Attempts Wednesday to reach Roark Miller, who was attending two public meeting in Sequim on the water rule, were unsuccessful.
Marlow was unavailable for comment Thursday.
Blitz said Thursday at least two permits were investigated but would not discuss the details of those permits.
“There are at least two unrelated permits that were involved,” Blitz said.
In past interviews, Roark Miller has denied any wrongdoing and refused to identify the permit referred to by Jones.
Roark Miller, who has been advised by the county Prosecuting Attorney's Office to hire a lawyer, said May 31 that she expected the investigation would conclude “that we are doing a fantastic job down here and that there's at least one unhappy employee.”
Said Blitz in the cover letter: “Sheila Roark Miller's actions on Oct. 10, 2012 and again on Jan. 8, 2013 directly or indirectly resulted in the alteration, destruction or falsification by backdating Clallam County DCD documents and reduction of permit fees due from the applicant under circumstances that may have warranted a waiver of the 2013 fee increases but do not appear to constitute a justification or defense for falsification of public records.
“The facts revealed in this investigation pertaining to Ms.
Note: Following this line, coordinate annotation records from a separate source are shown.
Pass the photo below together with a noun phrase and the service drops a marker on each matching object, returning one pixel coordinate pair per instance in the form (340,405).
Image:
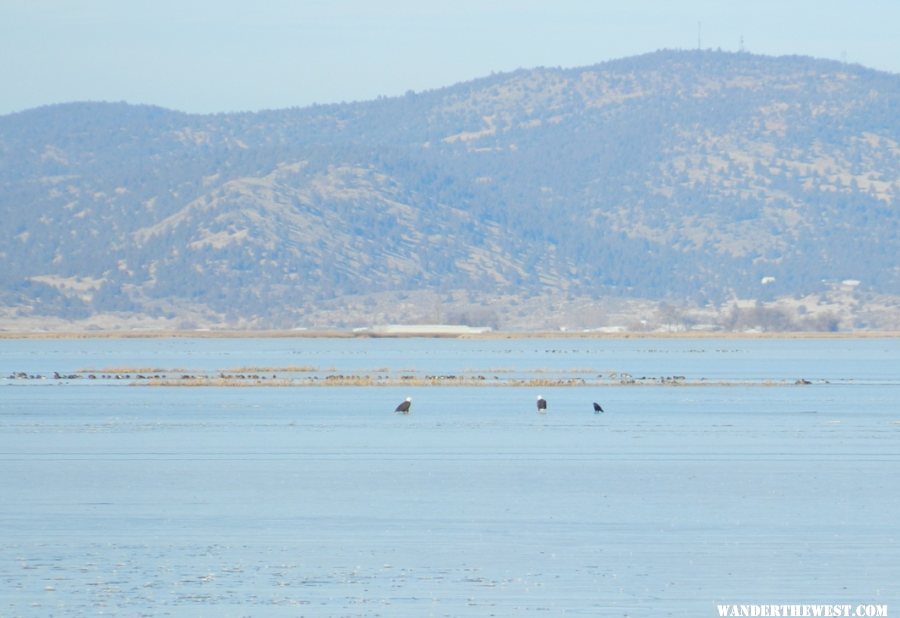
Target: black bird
(404,406)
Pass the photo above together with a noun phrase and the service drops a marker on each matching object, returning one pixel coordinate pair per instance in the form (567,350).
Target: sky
(208,56)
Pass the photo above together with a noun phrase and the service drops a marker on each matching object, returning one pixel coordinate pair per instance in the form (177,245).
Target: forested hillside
(699,186)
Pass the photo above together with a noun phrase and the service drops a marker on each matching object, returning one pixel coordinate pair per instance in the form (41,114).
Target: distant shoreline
(343,334)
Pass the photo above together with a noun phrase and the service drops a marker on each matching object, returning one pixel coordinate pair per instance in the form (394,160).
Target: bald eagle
(404,406)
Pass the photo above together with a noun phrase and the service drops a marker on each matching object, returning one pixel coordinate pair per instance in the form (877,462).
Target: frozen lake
(737,485)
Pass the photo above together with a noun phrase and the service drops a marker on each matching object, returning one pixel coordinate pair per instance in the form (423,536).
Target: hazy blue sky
(228,55)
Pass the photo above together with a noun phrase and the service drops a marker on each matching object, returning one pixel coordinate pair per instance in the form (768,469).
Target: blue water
(741,487)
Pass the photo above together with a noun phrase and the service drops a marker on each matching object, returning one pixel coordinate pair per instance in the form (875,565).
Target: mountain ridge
(683,182)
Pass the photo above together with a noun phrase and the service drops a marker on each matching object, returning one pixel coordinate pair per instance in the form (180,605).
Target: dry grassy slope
(538,198)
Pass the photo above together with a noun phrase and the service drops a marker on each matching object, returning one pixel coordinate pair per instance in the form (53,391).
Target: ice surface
(322,501)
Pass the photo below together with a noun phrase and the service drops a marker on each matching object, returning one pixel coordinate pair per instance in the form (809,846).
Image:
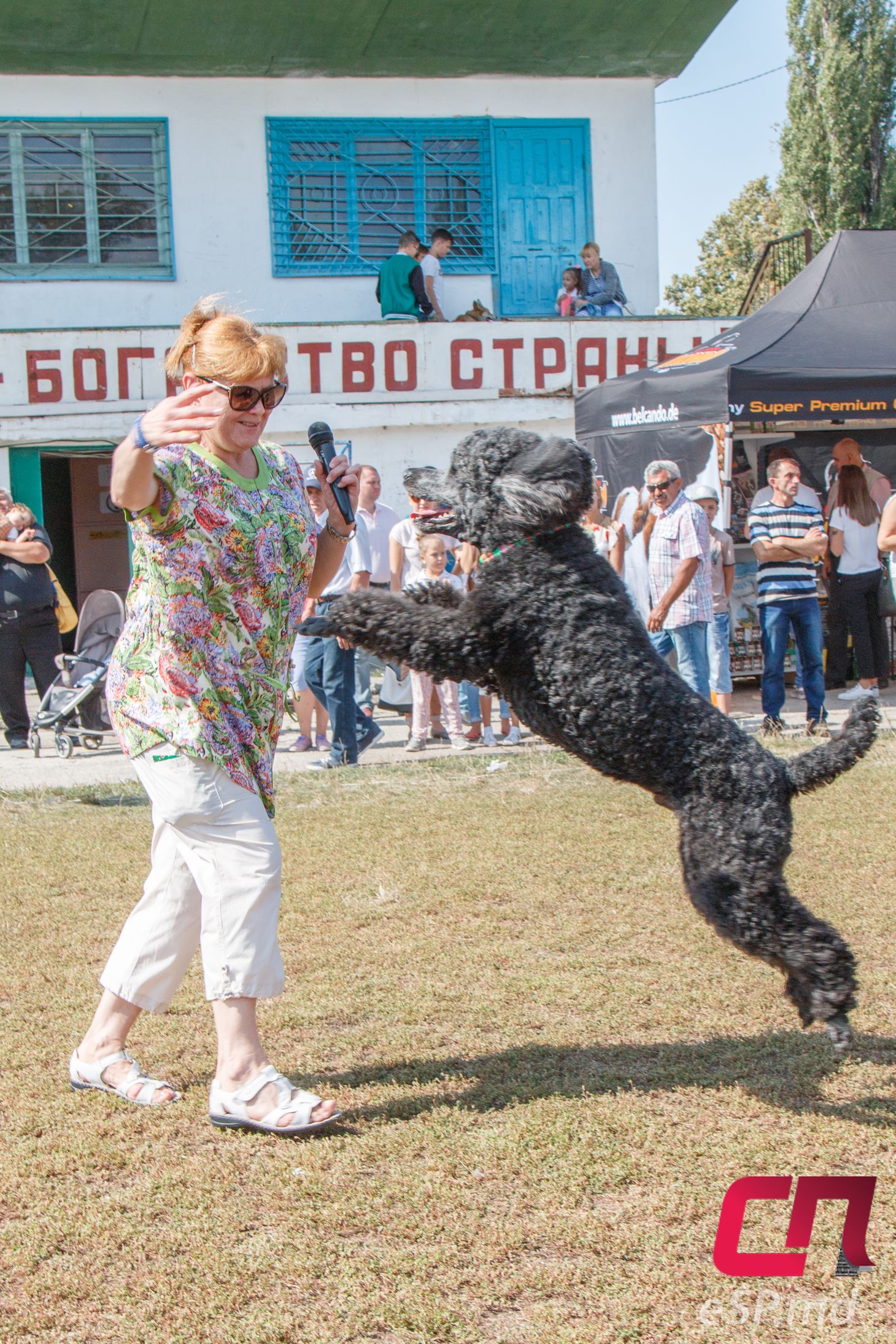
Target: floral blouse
(221,570)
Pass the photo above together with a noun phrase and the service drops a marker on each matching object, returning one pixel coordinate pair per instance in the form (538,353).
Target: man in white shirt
(431,266)
(330,664)
(379,521)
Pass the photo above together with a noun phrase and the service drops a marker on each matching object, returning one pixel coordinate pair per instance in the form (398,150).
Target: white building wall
(219,187)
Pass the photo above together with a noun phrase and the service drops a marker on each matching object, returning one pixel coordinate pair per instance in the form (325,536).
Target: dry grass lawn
(551,1071)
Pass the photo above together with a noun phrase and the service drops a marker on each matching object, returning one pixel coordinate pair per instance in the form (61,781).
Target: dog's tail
(825,763)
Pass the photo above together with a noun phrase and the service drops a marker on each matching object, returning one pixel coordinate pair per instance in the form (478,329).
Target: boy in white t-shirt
(434,557)
(431,266)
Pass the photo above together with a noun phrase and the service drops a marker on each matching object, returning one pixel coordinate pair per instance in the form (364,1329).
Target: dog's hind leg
(763,919)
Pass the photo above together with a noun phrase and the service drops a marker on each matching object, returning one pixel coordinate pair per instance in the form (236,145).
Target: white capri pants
(214,884)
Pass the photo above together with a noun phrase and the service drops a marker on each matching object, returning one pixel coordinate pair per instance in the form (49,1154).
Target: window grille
(343,191)
(83,200)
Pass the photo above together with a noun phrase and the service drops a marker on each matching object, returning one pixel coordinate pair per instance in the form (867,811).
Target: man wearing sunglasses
(680,575)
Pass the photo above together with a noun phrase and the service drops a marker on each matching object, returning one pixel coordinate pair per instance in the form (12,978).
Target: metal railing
(782,258)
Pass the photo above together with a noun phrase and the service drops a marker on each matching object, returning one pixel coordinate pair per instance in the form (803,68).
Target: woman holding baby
(29,628)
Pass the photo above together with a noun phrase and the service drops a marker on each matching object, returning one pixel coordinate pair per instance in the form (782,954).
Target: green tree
(728,253)
(837,167)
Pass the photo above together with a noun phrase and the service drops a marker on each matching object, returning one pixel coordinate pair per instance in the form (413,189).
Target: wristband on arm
(140,438)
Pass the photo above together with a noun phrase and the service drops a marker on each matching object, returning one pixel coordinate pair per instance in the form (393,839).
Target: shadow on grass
(782,1069)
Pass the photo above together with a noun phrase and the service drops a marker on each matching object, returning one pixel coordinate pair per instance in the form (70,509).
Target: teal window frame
(15,176)
(423,166)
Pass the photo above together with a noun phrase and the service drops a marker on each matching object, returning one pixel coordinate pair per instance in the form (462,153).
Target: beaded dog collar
(522,541)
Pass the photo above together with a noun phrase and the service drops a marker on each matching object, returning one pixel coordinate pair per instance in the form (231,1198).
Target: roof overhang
(280,38)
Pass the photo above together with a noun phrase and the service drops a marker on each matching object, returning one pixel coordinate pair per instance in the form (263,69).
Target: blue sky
(707,148)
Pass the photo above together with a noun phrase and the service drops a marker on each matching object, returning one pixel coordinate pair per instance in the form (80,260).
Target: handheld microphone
(320,436)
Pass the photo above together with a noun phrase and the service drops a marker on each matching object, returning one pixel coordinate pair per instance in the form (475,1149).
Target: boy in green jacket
(401,288)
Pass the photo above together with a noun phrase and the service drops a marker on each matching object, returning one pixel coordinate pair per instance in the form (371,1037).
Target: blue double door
(542,174)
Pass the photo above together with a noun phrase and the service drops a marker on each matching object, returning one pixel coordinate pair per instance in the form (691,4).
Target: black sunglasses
(242,398)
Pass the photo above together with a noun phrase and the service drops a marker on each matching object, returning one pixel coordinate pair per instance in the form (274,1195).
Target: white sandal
(230,1111)
(85,1077)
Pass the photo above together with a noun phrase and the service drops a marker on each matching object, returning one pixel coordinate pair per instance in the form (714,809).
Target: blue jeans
(776,623)
(719,650)
(690,643)
(600,311)
(471,696)
(365,664)
(330,672)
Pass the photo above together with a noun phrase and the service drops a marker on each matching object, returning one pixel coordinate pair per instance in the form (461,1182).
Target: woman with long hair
(854,538)
(225,554)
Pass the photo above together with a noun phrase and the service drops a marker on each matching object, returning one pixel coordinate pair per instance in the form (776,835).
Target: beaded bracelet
(343,538)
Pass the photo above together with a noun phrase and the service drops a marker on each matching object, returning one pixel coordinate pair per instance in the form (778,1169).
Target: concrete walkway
(22,771)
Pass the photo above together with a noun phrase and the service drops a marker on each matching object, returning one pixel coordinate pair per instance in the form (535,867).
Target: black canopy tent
(820,351)
(813,365)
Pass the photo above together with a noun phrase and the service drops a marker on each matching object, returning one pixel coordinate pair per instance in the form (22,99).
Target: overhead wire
(734,85)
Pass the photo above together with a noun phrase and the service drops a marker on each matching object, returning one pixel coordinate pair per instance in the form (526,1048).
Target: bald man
(847,452)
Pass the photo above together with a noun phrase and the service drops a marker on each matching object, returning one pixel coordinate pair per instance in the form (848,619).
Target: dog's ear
(535,503)
(550,480)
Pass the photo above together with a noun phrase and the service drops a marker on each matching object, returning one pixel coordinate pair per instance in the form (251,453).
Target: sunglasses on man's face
(242,398)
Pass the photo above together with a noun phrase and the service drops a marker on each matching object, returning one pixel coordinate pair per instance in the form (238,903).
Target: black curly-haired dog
(551,627)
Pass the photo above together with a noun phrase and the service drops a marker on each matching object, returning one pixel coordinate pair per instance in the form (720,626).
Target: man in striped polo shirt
(787,538)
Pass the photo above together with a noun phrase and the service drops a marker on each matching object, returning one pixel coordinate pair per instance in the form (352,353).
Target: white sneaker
(859,693)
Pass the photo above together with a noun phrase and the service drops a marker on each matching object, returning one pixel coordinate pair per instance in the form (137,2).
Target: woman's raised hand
(182,420)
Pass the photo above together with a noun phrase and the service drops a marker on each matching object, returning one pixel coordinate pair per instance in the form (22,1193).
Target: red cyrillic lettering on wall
(315,350)
(468,346)
(544,346)
(507,346)
(625,360)
(126,352)
(171,386)
(98,359)
(393,382)
(45,385)
(586,368)
(358,366)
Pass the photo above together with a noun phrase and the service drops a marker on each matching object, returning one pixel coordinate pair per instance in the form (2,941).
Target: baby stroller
(74,706)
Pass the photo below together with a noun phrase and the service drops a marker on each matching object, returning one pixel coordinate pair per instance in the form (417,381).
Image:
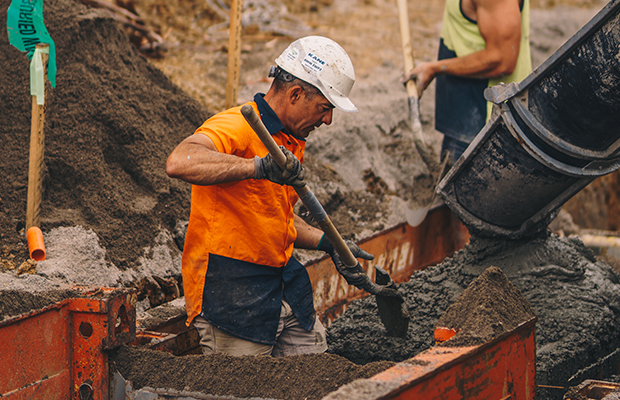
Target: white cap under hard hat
(324,64)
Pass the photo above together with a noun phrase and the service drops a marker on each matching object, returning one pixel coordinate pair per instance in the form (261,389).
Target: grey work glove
(267,168)
(355,275)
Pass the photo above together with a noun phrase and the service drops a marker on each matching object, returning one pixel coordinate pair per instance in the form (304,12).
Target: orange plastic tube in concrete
(442,334)
(36,247)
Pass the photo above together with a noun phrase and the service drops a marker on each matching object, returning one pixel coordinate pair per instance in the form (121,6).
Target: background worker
(483,43)
(243,289)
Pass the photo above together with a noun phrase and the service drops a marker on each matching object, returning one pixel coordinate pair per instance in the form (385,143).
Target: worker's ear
(295,93)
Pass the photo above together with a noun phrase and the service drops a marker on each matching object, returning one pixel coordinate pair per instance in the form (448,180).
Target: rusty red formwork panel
(400,250)
(594,390)
(58,352)
(501,369)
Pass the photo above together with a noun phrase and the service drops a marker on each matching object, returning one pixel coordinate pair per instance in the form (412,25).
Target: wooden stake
(35,167)
(234,52)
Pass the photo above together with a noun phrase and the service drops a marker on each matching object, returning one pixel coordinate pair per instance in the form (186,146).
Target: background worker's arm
(499,22)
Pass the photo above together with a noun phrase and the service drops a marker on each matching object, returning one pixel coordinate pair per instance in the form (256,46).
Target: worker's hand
(267,168)
(422,74)
(355,275)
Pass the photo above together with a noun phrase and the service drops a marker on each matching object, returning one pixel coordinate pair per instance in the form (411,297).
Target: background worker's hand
(267,168)
(355,275)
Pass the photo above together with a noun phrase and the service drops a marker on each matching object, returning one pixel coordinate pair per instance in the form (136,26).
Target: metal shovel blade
(393,310)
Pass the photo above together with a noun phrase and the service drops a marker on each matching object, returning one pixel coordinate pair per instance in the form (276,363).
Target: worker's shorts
(291,338)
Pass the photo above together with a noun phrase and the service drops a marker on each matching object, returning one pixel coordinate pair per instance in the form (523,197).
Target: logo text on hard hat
(313,63)
(292,55)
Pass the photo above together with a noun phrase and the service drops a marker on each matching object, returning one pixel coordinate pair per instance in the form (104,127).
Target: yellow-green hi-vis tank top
(462,36)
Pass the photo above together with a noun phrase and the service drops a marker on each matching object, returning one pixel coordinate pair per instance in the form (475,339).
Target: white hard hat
(324,64)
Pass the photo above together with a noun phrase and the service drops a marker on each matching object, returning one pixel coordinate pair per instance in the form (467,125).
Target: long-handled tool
(416,210)
(397,316)
(234,52)
(35,166)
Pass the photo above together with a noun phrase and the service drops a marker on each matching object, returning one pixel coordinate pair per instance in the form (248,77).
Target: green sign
(26,29)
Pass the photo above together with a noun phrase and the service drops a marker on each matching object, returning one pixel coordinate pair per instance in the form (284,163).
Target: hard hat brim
(342,103)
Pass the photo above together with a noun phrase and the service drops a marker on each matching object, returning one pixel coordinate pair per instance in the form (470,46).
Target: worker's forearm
(200,166)
(308,237)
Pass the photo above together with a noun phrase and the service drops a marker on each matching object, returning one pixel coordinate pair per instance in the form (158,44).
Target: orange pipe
(36,247)
(442,334)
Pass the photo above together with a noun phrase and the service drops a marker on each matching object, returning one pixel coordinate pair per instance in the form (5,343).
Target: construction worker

Roark Miller's management of Clallam County DCD need to be addressed by county Administrator Jim Jones and/or the board of commissioners at such time as the investigative report and evidence may be disclosed outside the criminal justice system without prejudice to any potential prosecution,” Blitz said in the letter to Marlow.
“Most likely the primary task is your determination of whether a criminal prosecution is warranted with regard to this transaction.”
Copies of three DCD employee complaints about the DCD or Roark Miller were submitted to the county Human Resources Department between Feb. 1 and May 30, according to a response to a public records request by the PDN that redacted all names from the complaints.
County Deputy Prosecuting Attorney Brian Wendt said all names in complaints that allege “improper government actions,” and the identities of those against whom the complaints are made, were blacked out as required by law to protect their right to privacy.
Bauman's investigation was conducted on behalf of the state Attorney General's Office, Blitz said.
Blitz said it wasn't Bauman's intention to recommend or not recommend charges.
“Once it became clear that a crime might have been committed, then the question is: Alright, what crime might have been committed, and what are the elements of the circumstances?” Blitz said.
Bauman, a former assistant U.S. attorney, also reviewed “circumstances related to funding and contributed dollars” for the Streamkeepers of Clallam County program, a stream-monitoring effort that was under the purview of the Department of Community Development until Dec. 1, 2011, when it switched to the county public works-road department.
Blitz decided that looking into issues involving Streamkeepers was beyond the scope of Bauman's investigation, Blitz said Wednesday.
If charges are brought against Roark Miller, the state Attorney General's Office would prosecute the case, agency spokeswoman Janelle Guthrie said.
Blitz kept the state Auditor's Office apprised of the investigation.
Auditor's Office spokesman Matt Miller could not be reached Thursday for comment.